One of the fathers of modern innovation theories is the political economist Joseph A. Schumpeter (1883-1950). Here are a few basic notes about his contributions from the two sources:
The following points highlight the four important features of Schumpeter’s theory of economic development.
"Feature # 1. Circular Flow:
Schumpeter starts his analysis of development process with the concept of circular flow. It implies a condition where economic activity produces itself continuously at constant rate through time."
"Feature # 2. Role of the Entrepreneur:
Entrepreneur or innovator is the key figure in Schumpeter analysis of the process of development. He occupies the central place in the development process because he initiates development in a society and carries it forward. Entrepreneurship is different from managerial activity."
"Feature # 3. Business Cycle or Cyclical Process:
The next component of development according to Schumpeter is the business cycle. Schumpeter’s approach to business cycle or crisis is historical, statistical and analytical. He believes that business cycle or crisis is not merely the result of economic factors but also of non-economic factors. Schumpeter concludes that crisis is the “process by which economic life adapts itself to the new economic conditions”."
"Feature # 4. The Decay of Capitalism:
The continuous technical progress results in an unbounded increase in total and per capita output. As long as technological progress takes place, the rate of profit is positive. Hence, there can be no drying up of sources of investible funds nor any vanishing of investment opportunities."

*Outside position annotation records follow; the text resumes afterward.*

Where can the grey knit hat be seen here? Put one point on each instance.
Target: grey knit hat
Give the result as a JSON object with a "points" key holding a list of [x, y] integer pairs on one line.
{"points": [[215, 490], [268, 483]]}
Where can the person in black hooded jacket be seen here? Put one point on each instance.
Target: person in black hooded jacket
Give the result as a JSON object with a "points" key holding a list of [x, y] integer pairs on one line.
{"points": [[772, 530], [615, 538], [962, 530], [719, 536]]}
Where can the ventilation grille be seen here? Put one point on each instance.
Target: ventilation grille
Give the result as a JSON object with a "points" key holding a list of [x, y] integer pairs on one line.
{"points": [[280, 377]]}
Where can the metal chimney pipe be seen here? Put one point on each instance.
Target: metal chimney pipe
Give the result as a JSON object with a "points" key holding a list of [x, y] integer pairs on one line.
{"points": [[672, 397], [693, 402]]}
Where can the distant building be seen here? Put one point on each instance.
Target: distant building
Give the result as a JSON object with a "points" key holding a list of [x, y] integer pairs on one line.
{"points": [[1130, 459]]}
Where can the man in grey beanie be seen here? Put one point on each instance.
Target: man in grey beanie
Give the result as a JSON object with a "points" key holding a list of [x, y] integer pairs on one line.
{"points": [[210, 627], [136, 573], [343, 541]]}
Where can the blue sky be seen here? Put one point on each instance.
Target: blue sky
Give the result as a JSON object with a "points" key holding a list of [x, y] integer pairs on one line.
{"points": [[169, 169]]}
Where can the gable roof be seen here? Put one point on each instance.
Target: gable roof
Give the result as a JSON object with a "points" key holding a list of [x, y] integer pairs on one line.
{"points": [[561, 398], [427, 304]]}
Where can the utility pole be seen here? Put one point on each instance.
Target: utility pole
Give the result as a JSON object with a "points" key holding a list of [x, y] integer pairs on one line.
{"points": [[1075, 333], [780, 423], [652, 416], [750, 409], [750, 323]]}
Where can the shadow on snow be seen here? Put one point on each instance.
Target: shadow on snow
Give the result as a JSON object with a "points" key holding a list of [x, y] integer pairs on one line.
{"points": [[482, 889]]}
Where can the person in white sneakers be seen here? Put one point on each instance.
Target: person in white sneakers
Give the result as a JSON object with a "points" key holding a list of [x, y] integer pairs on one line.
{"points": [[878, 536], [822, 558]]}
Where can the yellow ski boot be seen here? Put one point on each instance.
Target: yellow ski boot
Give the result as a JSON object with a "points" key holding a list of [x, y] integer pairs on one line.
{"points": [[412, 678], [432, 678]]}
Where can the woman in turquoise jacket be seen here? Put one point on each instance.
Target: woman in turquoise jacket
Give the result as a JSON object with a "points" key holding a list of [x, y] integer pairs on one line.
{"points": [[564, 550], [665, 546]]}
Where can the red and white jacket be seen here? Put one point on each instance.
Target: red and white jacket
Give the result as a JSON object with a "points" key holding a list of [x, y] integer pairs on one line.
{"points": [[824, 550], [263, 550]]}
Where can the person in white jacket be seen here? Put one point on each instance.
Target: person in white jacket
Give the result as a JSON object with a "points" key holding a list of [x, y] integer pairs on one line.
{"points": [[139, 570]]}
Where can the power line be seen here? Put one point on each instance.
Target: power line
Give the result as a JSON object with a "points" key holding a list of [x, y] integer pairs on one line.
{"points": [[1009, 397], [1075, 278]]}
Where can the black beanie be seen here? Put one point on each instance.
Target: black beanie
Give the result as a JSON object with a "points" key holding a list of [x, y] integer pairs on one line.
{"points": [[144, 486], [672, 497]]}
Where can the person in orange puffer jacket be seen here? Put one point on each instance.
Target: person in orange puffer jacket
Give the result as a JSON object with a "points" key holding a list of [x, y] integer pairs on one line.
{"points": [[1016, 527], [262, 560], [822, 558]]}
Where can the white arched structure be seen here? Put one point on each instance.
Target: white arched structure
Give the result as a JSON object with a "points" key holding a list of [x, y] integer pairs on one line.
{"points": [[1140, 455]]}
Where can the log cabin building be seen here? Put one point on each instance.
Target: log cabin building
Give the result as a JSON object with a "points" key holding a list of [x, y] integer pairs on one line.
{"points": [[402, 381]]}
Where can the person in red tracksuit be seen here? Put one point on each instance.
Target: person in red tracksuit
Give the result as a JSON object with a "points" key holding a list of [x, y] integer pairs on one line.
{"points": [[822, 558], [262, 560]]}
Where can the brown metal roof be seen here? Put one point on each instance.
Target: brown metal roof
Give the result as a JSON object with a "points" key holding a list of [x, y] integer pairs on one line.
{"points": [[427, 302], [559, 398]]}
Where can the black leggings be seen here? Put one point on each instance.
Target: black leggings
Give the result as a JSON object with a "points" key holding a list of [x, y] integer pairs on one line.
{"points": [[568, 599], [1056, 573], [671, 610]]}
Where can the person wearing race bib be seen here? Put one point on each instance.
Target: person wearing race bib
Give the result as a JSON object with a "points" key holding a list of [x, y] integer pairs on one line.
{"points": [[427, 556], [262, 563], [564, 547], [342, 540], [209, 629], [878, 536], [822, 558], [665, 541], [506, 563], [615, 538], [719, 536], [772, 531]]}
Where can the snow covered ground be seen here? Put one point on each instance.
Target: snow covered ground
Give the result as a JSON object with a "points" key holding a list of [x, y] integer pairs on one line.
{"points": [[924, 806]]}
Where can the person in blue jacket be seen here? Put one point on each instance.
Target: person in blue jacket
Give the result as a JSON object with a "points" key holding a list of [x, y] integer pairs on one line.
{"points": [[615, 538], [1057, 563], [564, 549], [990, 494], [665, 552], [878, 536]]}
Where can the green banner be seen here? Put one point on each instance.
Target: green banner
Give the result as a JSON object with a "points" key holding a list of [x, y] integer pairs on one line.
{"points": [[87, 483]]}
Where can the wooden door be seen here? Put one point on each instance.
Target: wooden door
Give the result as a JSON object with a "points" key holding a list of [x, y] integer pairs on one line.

Where to go from here? In one of the interpretations Karol Sledzik elaborates "Schumpeter's view on Innovation and Enterpreneruship" like this:
"We are living in a complex and dynamic world in which innovation and entrepreneurship are occupying a decisive role for economic development. According to Joseph Alois Schumpeter “carrying out innovations is the only function which is fundamental in history”. He also accented that it is entrepreneurship that ”replaces today’s Pareto optimum with tomorrow’s different new thing”. Schumpeter's words that entrepreneurship is innovation have never seemed so appropriate as the nowadays, when modern capitalism is experiencing a serious crisis and lost his strength during last subprime and euro-debt crises. The purpose of this paper is the analysis of the Schumpeter’s innovation concept in a context of “first” and “second” Entrepreneurship theory."